While generating the samples of promoter regions and transcription factor binding sites, the system MGL used the EMBL database as a source of nucleotide sequences and the EPD and TRRD databases as a source of the data on location of the corresponding functional sites in these sequences.

The nucleotide sequence samples generated could be stored in different formats (EMBL-like, FASTA, PIR, etc.). In addition, the system MGL provided an easy conversion from one format to another.

Methods for nucleotide sequences analysis

The computer system MGL contained a wide range of tools for analysis of nucleotide sequences including calculation of nucleotide and oligonucleotide compositions; pairwise general and local alignments; rapid estimation of pairwise general alignment significance; calculation of the number of synonymous and nonsynonymous substitutions; analysis of leader sequences; calculation of similarity profiles for groups of functionally related sequences basing on their pairwise local alignments; search for transcription factor binding sites, etc.

Visualization of the information from databases and the results obtained

The system MGL also allowed the information from databases and the results obtained to be represented graphically. For example, the data from EMBL would be represented as a scheme of the structure of the gene and its functional sites; the data from TRANSFAC® Professional database and TRRD, as graphical maps of gene regulatory regions. Various functional sites found as a result of the analysis performed could be also represented as a graphical map.
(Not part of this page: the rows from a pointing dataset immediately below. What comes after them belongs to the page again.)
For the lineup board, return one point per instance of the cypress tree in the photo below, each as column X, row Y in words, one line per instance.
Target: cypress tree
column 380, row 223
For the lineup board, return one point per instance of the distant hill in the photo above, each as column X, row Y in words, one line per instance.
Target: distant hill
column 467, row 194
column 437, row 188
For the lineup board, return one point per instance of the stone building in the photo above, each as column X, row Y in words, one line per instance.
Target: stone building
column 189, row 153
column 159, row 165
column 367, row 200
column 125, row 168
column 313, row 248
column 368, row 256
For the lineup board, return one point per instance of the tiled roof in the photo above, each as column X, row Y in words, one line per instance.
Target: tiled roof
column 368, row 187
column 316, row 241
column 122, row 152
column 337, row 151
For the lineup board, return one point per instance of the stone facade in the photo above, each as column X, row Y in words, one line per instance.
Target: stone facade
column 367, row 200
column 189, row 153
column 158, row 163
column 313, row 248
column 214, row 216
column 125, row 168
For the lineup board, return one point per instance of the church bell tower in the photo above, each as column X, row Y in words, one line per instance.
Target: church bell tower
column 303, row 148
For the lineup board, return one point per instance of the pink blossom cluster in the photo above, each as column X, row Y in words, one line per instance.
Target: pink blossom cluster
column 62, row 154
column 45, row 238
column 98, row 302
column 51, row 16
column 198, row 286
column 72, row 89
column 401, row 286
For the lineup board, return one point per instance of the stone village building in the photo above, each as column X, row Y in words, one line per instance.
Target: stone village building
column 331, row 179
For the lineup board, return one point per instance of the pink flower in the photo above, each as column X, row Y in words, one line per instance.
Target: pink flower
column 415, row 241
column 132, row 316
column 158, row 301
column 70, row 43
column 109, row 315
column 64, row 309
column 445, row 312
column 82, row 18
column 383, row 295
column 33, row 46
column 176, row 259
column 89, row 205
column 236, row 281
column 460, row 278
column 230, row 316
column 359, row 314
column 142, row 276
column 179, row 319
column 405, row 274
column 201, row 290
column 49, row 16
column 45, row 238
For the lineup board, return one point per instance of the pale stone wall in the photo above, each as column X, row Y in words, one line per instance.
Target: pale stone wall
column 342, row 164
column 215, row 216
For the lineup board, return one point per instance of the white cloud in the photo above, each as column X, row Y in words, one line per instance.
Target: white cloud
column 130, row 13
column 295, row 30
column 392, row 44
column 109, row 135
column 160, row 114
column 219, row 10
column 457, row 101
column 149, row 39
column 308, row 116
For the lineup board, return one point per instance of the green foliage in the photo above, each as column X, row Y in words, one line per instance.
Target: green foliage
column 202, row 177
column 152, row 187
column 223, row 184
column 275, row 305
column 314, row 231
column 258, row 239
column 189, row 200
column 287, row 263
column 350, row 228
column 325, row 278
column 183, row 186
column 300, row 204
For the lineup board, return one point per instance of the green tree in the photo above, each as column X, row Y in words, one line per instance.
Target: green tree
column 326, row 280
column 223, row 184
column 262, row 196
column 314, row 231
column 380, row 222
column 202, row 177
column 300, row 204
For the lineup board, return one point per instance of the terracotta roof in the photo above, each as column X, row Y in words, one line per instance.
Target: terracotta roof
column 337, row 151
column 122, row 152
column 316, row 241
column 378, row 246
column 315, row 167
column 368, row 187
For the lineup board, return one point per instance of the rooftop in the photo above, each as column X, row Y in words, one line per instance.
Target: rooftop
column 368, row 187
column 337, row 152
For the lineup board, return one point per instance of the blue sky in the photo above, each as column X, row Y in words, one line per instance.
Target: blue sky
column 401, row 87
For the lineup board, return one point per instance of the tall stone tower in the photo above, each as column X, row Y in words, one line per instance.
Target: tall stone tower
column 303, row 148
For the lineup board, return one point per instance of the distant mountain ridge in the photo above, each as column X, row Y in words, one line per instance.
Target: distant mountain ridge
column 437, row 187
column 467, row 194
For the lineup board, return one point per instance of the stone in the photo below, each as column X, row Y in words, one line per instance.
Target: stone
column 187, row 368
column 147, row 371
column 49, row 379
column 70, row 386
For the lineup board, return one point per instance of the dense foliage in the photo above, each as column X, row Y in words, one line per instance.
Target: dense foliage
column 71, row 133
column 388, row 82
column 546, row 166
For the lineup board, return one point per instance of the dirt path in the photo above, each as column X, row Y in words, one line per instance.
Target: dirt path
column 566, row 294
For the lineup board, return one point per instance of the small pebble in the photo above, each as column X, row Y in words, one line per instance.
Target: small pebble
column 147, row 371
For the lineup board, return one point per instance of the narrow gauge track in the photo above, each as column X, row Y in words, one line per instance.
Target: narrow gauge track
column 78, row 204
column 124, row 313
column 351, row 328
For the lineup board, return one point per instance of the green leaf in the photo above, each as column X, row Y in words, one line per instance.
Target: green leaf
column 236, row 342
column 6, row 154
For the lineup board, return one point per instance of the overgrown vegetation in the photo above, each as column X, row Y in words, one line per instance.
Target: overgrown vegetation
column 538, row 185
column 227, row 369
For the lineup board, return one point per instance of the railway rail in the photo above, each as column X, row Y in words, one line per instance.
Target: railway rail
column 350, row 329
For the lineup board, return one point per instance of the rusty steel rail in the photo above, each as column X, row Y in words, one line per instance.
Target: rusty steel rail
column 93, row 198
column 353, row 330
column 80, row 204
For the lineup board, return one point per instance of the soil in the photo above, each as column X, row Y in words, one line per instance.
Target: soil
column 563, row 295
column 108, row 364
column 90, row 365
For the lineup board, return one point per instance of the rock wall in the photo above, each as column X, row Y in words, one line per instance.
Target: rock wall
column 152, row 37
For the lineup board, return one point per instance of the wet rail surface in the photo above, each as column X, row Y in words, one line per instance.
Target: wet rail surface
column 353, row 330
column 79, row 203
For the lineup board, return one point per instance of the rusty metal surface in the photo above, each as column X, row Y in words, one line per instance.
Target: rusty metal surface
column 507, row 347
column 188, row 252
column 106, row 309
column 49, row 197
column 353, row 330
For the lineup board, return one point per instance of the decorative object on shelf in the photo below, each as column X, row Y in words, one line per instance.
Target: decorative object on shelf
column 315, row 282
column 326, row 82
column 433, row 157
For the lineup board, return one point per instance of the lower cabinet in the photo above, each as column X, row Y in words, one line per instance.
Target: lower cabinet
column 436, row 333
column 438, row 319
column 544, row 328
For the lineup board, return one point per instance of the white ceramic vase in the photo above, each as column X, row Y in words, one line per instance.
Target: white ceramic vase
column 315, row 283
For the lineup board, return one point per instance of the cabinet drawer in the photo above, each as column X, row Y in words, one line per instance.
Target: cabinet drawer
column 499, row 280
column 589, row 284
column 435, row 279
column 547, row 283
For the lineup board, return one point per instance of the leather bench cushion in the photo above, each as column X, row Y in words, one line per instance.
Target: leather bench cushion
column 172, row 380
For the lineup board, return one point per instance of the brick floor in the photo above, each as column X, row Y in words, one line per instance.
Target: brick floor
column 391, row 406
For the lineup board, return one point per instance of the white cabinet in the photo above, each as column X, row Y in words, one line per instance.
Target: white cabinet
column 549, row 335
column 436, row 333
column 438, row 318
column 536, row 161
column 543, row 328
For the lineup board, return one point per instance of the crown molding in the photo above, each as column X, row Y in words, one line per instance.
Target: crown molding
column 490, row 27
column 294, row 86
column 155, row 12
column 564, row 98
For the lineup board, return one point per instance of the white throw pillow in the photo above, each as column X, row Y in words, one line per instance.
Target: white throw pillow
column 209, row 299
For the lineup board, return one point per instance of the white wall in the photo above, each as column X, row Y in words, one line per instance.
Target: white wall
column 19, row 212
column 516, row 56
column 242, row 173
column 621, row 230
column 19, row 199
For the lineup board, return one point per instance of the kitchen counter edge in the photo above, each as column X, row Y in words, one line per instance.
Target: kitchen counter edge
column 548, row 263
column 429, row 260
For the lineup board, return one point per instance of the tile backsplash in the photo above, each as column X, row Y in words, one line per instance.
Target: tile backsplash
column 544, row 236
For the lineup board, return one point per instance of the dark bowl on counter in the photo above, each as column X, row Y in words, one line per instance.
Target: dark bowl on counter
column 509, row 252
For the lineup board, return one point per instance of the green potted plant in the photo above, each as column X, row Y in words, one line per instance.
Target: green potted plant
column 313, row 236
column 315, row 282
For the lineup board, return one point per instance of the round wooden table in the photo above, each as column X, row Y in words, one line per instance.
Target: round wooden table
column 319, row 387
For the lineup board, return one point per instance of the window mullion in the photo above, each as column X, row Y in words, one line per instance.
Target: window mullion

Automated recording of operation

Automated recording of all the steps of operation was an important characteristic of the MGL system. For this purpose, the system would create a special file, serving as a working logbook. This file contained the dates of generation of the samples and performance of the analyses of nucleotide sequences, names of the functions and their options used, names of the files containing the samples generated and the results obtained, messages of the system in the course of operation, etc. This gave the user complete information on the process of automated sample generation and sequence analysis.